Wohnen in der Gemeinschaft: Luxus für jeden statt einen

Teaserbild-Quelle: R. Christianell

Eine Wohnung mit eigenem Badehaus, einer riesigen Bibliothek und einem Dachgarten im Zentrum der Stadt zum bezahlbaren Preis: Was wie eine realitätsferne Vision klingt, könnten Wohnbauten, bei denen die Gemeinschaft im Zentrum steht, möglich machen. Das legt eine spannende Ausstellung im Vitra-Design-Museum nahe.
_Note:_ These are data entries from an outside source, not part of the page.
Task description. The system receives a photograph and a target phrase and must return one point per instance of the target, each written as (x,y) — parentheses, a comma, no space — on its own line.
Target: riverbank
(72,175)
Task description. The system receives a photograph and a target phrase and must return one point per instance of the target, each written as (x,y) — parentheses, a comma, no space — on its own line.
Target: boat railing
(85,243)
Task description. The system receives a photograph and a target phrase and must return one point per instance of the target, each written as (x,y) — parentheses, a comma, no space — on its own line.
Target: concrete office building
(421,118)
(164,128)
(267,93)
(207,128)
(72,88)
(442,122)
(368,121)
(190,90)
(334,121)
Leuchtendes Orange prägt die Sargfabrik in Wien. (R. Christianell)

Quelle: R. Christianell

Leuchtendes Orange prägt die Sargfabrik in Wien.
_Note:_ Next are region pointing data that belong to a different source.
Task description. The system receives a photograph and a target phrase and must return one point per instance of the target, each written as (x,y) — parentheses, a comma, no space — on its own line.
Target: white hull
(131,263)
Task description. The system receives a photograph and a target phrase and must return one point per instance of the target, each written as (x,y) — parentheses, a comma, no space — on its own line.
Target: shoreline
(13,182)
Von aussen erinnert sie entfernt an eine Burg: die Überbauung Kalkbreite in Zürich-Wiedikon neben dem Tramdepot. Wer über die Treppe des tunnelartigen Eingangs in den Innenhof tritt, trifft auf einen begrünten Platz mit Läden und Cafés. Auf Strassenseite sorgen ein Restaurant, ein Bioladen und ein Kino für Bezug zur Aussenwelt. Entworfen haben das Gebäude Müller Sigrist Architekten AG aus Zürich und so eine Oase inmitten des urbanen Getümmels geschaffen. Die Genossenschaft Kalkbreite, die hinter der Überbauung steht, will verhältnismässig günstigen Wohnraum für ein buntgemischtes Publikum bieten. Sowohl für Familien, Paare und Singles als auch für Wohngemeinschaften. Von den 97 Wohneinheiten sind 30 Ein- bis Eineinhalbzimmer-Wohnungen, die zu drei sogenannten Clustern zusammengeschlossen sind, zu denen ein grosser Gemeinschaftsraum gehört. Daneben finden sich noch drei WG-Grosswohnungen für jeweils neun Mieter.

Gemeinschaft wird gross geschrieben. „In der Kalkbreite mietet Raum, wer an einem Zusammenleben und/oder Zusammenarbeiten mit Austausch interessiert ist“, heisst es auf www.kalkbreite.ch. Zudem wird betont, dass Mieter gefragt sind, die bereit sind, ihren persönlichen Raumbedarf zugunsten eines grosszügigen gemeinschaftlichen genutzten Raumangebots zu reduzieren.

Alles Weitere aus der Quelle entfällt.